Basically you are saying that parallel reads against an SQLite (in-memory) database are basically impossible.

SQLite3 does not really support the concept of an "in memory database". Things that are "in memory" are not databases, they are temp stores. I suppose that one could write a VFS that allowed a database to be stored in memory but currently that is not really the case. A database exists on a filesystem. You can create a filesystem that is resident in memory (that is called a RAMDISK or you can use the /dev/shm on Linux or whatever it is called on the Operating System you are using) and put a database there.

However, I should not expect a linear increase in performance but some marginal increase.

For some definition of marginal, that is correct. This is how all multileaved processing works. You add more "leavings" to the mix until either (a) the management overhead of the "leavings management" outweighs the advantage gained by adding the "leaving" or some resource under contention is 100% utilized. The objective of "Performance Management" is to obtain maximize the utilization of each resource in contention while minimizing the impact on each individual "leaving" compared to that "leaving" having exclusive access to all resources. This is called the "Multiprogramming Ratio". Given a set of "leavings" (processes/jobs) X the "multiprogramming ratio" is the ratio between the elapsed time taken to run all the components of X side-by-each (concurrently) vs one-after-each (serially). The objective is to "adjust" the contents of the set X such that the MPR is maximized while the impact on any particular component of X is still acceptable.

This is the same process as is used to determine how many elevators are required to service an office or apartment building. You can not spend money to buy elevators and have people queued up waiting for the insufficient capacity all the time and thus not manage to accomplish very much of anything at all because everyone is always waiting days for the elevators that are already full, or you can go crazy and buy one elevator per office/apartment and have them unused 99.999999% of the time. The "trick" is to spend just enough money for just enough elevators that most of them are used to their maximum capacity most of the time without anyone having to wait longer for service than they would if there was no competition for elevator rides (or, more reasonably, that no one wants to rent an apartment or office there because it sucks).
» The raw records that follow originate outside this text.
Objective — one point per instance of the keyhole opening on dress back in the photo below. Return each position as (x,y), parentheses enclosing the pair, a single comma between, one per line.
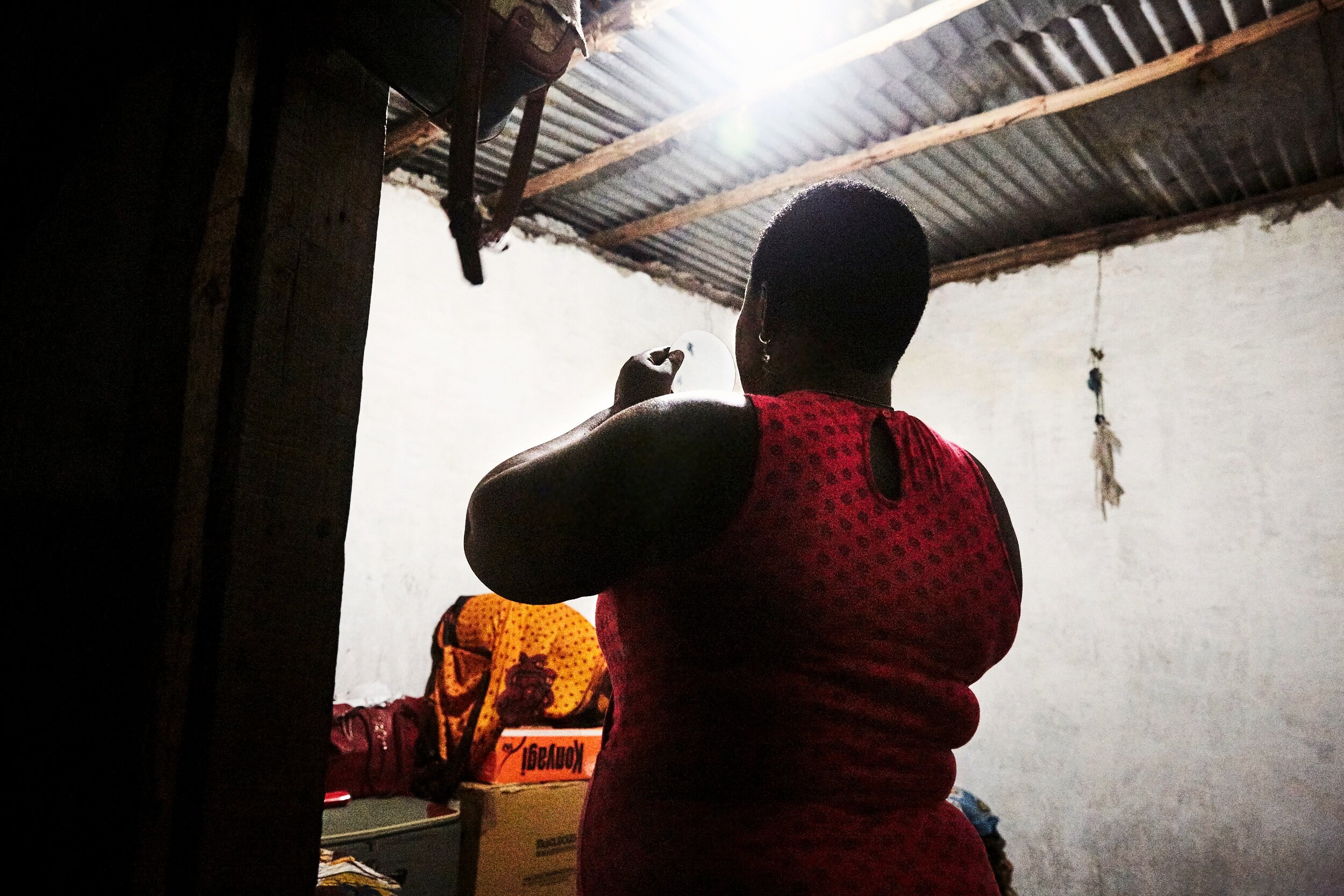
(885,460)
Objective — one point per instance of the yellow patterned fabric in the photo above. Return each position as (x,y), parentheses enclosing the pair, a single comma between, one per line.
(545,668)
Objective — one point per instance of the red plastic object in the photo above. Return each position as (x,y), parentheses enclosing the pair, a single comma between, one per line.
(335,798)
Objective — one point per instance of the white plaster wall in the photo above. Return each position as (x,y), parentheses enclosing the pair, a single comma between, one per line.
(457,379)
(1171,718)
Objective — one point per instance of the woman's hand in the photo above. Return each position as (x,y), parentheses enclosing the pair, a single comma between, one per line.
(648,375)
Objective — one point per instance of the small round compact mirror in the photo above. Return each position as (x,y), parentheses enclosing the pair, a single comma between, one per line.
(709,363)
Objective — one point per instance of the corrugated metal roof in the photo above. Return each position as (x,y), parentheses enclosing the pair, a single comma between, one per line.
(1259,120)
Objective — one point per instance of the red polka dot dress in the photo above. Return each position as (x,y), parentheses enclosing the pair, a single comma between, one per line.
(787,701)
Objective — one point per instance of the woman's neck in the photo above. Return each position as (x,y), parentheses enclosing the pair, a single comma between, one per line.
(870,389)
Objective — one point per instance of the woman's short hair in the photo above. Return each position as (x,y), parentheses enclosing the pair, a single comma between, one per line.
(850,264)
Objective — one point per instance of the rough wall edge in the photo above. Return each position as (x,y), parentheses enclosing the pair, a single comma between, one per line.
(1283,206)
(539,227)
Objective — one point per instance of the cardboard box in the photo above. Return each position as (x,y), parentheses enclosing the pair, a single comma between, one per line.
(533,755)
(520,840)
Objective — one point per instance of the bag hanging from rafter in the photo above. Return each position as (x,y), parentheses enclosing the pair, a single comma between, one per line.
(466,63)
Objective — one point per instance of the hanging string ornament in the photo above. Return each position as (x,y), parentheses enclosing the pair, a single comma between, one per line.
(1105,444)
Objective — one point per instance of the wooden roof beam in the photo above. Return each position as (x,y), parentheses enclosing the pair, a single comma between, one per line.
(410,138)
(907,27)
(963,128)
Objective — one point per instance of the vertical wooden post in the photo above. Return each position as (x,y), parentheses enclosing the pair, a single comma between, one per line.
(273,548)
(182,338)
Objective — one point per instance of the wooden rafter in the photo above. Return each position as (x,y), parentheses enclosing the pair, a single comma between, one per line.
(971,127)
(898,30)
(412,136)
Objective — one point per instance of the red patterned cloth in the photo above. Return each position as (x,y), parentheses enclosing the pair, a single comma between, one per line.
(788,700)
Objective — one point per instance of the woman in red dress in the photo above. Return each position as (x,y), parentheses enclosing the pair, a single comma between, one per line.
(797,587)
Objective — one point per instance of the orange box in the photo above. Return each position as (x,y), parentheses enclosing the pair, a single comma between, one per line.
(535,755)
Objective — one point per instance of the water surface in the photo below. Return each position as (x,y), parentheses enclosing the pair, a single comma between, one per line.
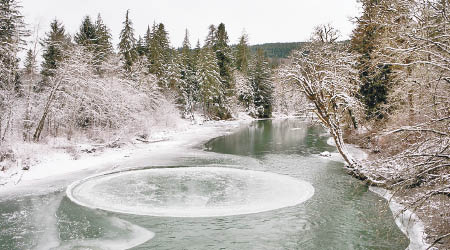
(342,214)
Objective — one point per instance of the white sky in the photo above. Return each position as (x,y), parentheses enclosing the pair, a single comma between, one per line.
(264,20)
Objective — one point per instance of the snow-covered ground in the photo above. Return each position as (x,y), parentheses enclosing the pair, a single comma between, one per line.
(58,164)
(61,165)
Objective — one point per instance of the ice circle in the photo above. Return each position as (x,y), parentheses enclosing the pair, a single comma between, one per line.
(190,192)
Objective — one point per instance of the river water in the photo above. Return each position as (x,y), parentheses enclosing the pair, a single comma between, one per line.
(287,197)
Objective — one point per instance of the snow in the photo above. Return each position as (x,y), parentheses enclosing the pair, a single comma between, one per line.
(191,192)
(408,222)
(60,164)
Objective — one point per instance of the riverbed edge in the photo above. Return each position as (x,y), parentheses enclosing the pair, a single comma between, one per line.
(406,220)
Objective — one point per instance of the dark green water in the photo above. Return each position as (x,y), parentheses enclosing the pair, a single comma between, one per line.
(342,214)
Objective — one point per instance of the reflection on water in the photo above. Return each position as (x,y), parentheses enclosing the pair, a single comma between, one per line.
(265,137)
(342,214)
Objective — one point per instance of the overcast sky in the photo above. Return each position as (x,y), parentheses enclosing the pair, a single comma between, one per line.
(264,20)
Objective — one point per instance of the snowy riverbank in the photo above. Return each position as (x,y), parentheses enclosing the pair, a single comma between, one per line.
(408,222)
(61,165)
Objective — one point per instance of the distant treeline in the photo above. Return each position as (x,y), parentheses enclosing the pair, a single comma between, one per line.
(278,50)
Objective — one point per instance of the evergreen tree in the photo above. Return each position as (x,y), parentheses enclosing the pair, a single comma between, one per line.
(12,33)
(104,46)
(189,88)
(148,41)
(211,38)
(127,44)
(259,77)
(159,51)
(55,43)
(140,47)
(211,89)
(87,35)
(224,57)
(376,78)
(30,62)
(242,54)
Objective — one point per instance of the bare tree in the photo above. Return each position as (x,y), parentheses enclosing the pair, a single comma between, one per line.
(325,33)
(325,74)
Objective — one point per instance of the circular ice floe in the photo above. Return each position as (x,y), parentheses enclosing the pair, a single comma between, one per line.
(190,192)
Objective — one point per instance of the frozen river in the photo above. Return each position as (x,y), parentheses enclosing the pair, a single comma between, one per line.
(262,187)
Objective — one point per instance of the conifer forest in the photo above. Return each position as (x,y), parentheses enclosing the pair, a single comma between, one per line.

(7) By Rowan Worth (sqweek) on 2021-01-11 16:22:49 in reply to 1 [link] [source]

You might want to check this one:


But in the default serialized mode I'm pretty sure the mutexes involved are per-connection, so I wouldn't expect the threading mode to inhibit multiple threads which are using separate connections.

It's possible that in-memory databases don't follow exactly the same locking protocol (which is usually based on file locking primitives) and need to be more conservative about reader access. Normally the database pages held in memory provide a kind of private "staging area" for the connection to collect modifications before committing them to the database proper, I imagine in-memory databases don't have this extra layer of insulation between connections (especially in shared-cache mode).